Like the wineglass next to me as I write this, I am half full and half empty.

Camino minus 19 – Follow the Money and Be the Change

Tomorrow DH and I are giving a dinner party for a friend who is PCS-ing (military moving) back to the States. We decided this person deserved a real dinner, not just the chips and dips normally done for people who are leaving. But it means that most of today was spent shopping and getting ready for tomorrow (tomorrow’s blog should be REALLY short).

But the Camino is never far from my mind.

I had lunch in a little place on base. No one else was there and I was looking over my Camino guidebooks. Someone walked in, someone I knew, and we got to talking about . . . you know what. By the end of lunch, she decided to take her daughter with her on the Camino  next year!

Probably won’t happen.

As part of my errands while party shopping, I took care of one of my biggest concerns for my trip (now that my new passport has arrived).

I finally closed one of my bank accounts and moved all the money into a new credit union account.  I plan to use the ATM card attached to this new account to get cash while in Spain.

Most of the villages along the way, and all the albergues where you spend the night, deal only in cash. That is, of course, euros. Any money I have in dollars has to be changed to euros before it can do me any good. I better be pulling euros out of my security pouch if I want to buy a cafe con leche, because dollars just won’t do.

American credit cards generally do not work in European ATM machines. American credit cards have raised numbers on them and European do not. American cards have a  magnetic strip. European have a microchip.  If I was crazy enough to want to use a credit card to get money from an ATM, the card would probably just get swallowed.

This has happened more than once to unfortunate pilgrims along the Camino.

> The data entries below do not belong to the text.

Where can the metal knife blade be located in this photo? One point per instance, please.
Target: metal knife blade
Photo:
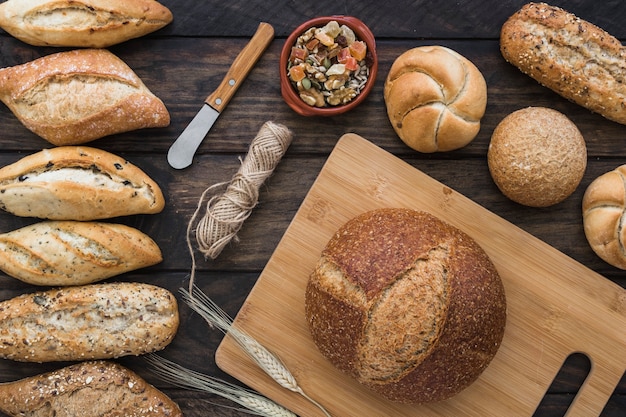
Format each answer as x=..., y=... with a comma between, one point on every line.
x=180, y=154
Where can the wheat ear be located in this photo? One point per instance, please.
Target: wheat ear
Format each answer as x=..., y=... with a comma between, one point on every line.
x=266, y=360
x=186, y=378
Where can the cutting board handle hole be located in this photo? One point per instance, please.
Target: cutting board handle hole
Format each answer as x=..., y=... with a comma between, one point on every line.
x=574, y=370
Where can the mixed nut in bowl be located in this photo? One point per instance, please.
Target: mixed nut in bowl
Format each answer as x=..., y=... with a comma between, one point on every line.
x=328, y=66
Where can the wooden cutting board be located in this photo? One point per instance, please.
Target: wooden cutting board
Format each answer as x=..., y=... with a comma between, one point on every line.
x=556, y=306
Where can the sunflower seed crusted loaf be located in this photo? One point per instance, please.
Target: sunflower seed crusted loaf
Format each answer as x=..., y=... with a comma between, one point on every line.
x=94, y=388
x=59, y=253
x=96, y=321
x=406, y=304
x=74, y=97
x=81, y=23
x=77, y=183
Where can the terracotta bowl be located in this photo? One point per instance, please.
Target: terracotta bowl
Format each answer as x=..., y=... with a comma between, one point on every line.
x=288, y=91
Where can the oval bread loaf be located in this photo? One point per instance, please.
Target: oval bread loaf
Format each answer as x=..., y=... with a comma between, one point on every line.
x=406, y=304
x=604, y=206
x=104, y=388
x=81, y=23
x=74, y=97
x=435, y=99
x=77, y=183
x=568, y=55
x=96, y=321
x=59, y=253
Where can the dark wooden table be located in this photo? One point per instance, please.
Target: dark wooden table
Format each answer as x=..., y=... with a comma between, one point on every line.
x=185, y=61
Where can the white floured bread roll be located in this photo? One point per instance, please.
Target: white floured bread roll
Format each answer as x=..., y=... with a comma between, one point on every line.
x=435, y=99
x=59, y=253
x=81, y=23
x=95, y=321
x=77, y=183
x=104, y=388
x=604, y=206
x=74, y=97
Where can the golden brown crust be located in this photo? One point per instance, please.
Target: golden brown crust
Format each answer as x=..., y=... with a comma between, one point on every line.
x=409, y=276
x=74, y=97
x=435, y=98
x=569, y=55
x=60, y=253
x=96, y=321
x=77, y=183
x=82, y=23
x=604, y=203
x=106, y=388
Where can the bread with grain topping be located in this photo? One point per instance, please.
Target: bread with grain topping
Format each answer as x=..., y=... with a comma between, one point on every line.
x=81, y=23
x=435, y=99
x=603, y=208
x=73, y=97
x=568, y=55
x=406, y=304
x=94, y=388
x=77, y=183
x=61, y=253
x=95, y=321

But why would I even want to use my credit card to get cash from an ATM? That would be a cash advance and, if you don’t know what that means, check your latest credit card statement. Somewhere on there you will find the interest rates for purchases and for cash advances. For example, one card may have an interest rate is 9% on purchases, 20.24% on cash advances. Another, 4.9% on purchases, a walloping 24.99% on cash advances!

My friends, no one uses credit cards to get money on the Camino.

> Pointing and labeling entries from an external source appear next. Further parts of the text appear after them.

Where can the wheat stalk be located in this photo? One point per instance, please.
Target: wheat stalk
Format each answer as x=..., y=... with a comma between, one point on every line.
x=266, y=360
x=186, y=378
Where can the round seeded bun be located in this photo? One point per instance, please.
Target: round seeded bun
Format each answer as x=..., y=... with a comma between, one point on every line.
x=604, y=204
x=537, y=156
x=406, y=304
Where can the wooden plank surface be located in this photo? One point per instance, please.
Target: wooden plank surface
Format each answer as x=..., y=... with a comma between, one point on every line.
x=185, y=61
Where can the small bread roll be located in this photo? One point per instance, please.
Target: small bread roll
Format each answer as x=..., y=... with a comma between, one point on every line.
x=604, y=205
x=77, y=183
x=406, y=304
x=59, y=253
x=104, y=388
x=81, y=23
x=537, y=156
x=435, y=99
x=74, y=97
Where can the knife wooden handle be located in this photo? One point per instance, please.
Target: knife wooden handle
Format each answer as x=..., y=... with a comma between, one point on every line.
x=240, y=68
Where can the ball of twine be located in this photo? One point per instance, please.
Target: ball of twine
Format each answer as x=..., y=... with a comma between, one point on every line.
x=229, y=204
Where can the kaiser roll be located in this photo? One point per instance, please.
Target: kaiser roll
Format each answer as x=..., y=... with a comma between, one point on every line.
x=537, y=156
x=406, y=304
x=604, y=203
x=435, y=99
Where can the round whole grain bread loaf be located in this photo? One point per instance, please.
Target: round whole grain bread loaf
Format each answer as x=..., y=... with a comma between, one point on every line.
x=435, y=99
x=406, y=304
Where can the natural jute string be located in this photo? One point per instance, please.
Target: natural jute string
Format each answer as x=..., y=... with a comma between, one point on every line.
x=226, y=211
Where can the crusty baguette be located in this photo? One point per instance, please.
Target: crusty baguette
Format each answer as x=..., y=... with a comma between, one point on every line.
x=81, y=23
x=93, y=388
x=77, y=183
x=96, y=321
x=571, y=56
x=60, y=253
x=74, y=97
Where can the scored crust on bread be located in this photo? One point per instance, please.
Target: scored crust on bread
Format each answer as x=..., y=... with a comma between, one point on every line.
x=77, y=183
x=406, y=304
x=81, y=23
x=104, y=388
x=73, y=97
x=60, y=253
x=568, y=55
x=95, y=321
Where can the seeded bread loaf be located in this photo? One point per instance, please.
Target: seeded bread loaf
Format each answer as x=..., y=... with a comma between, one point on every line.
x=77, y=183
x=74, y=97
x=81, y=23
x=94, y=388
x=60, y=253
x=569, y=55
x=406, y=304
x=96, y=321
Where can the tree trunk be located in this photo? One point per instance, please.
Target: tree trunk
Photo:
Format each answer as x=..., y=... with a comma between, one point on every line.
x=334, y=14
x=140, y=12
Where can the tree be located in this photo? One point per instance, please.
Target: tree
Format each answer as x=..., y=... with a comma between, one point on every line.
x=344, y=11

So, then, how DO people get money?

Well, most of the people who walk the Camino are from Spain (no surprise there) so they have local banks. It simply isn’t a problem. The next highest number are from Europe. Most European Union countries share enough of a banking system that there is not much stress in moving money. Europeans have the right ATM cards in their pockets.

For me, getting my money has taken lots of research.

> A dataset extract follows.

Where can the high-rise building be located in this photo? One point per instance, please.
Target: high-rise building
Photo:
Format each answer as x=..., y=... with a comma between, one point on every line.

I have my fingers crossed that my new card will work painlessly and inexpensively outside the country. I will pay ATM fees because I will be using ATMs from banks that are not my “home” bank. I will pay foreign transaction fees as my dollars get changed into euros. Finally, I will deal with the ever-changing exchange rate, which conspires to make my dollars worth less and everything in Europe cost more.

So, I closed an account that I had opened in better times to help pay for school expenses for #1 son. It has been sitting there, gathering no interest (thank you, economy) for years and years. You know the calendar you get with the pack of checks? The calendar with this pack was from 2007. May 3 was a Thursday.

And I expect all that money will be gone by the end of next month.

What will I have to show for it?

I hope to be generous with it. I hope to remember that the only value of money is in what you get in return for it. Sometimes, that will be a soft pillow. Sometimes it will be a cold beer. Sometimes it will be a grateful smile.

And I’m a sucker for a talented busker playing an instrument on the sidewalk, be it violin, accordion, guitar, or  clarinet. I always drop some change.

I hope I find some good music along the way.

If not, I’ll just sing. Then I can  keep the change.